The Privacy Protection Act is not exactly a well-known statute, but Garst is a lawyer, after all. She must have known there were complications to the request for photos — she brought along seven police officers — and would have been well-served to look into the legal issues ahead of time. If she was ignorant of the law before arriving at The Breeze’s newsroom on the morning of April 16, she was enlightened soon thereafter — editor-in-chief Katie Thisdell presented Garst with a copy and explanation of the Privacy Protection Act. Garst reportedly responded by saying The Breeze could turn over its photos or the police would confiscate all the computers, cameras and documents in the newsroom. Thisdell allowed the police to copy the photos.

This is a blatant abuse of power by the authorities, an attempt to intimidate young journalists who were uncertain about their legal standing in the matter and were not given time to contact an attorney. This conscious over-extension of authority perpetrated by Garst and the Harrisonburg Police Department sets a bad example for other investigators looking for help from a local newspaper in an ongoing investigation.

In all likelihood, The Breeze had the law on its side in the encounter, but the paper’s editors can be forgiven for backing down.
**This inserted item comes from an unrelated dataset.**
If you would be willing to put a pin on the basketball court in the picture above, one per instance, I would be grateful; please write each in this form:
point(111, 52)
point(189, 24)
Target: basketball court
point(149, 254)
Faced with a choice of giving up the photos or halting publication indefinitely (the police officers would have essentially confiscated the entire newsroom), the editors made the right choice. However, the entire situation begs the question: If The Breeze was run by professionals rather than college students, would Garst have showed up at the newsroom door with seven police officers, a search warrant and the threat to confiscate all of the publication’s computers, cameras and documents?

Hopefully, the forces of justice will fall on the side of the free press. The photos, which have yet to be used in the police investigation, have been turned over to a third party until a judge can rule on the issue. The case has not officially begun, but legal experts and newspaper editorials have come out swinging on behalf of The Breeze — Frank LoMonte, executive director of the Student Press Law Center and an attorney, called it “one of the more outrageous cases I have seen lately.” If the case swings in favor of the First Amendment and The Breeze, Garst will likely be fined at least $1,000, in addition to The Breeze’s legal fees.

Ideally, this situation — wherein a student newspaper’s unpublished photographs were reportedly necessary to the prosecution’s case — will never arise again, but that might be asking for too much. At the least, we should be more prepared should history repeat itself: Garst and company paid for an expensive lesson in the freedom of the press, even when the press is run by students. As Thisdell told the Washington Post in the aftermath of the incident, “It’s not our responsibility as journalists to provide this information to the police.”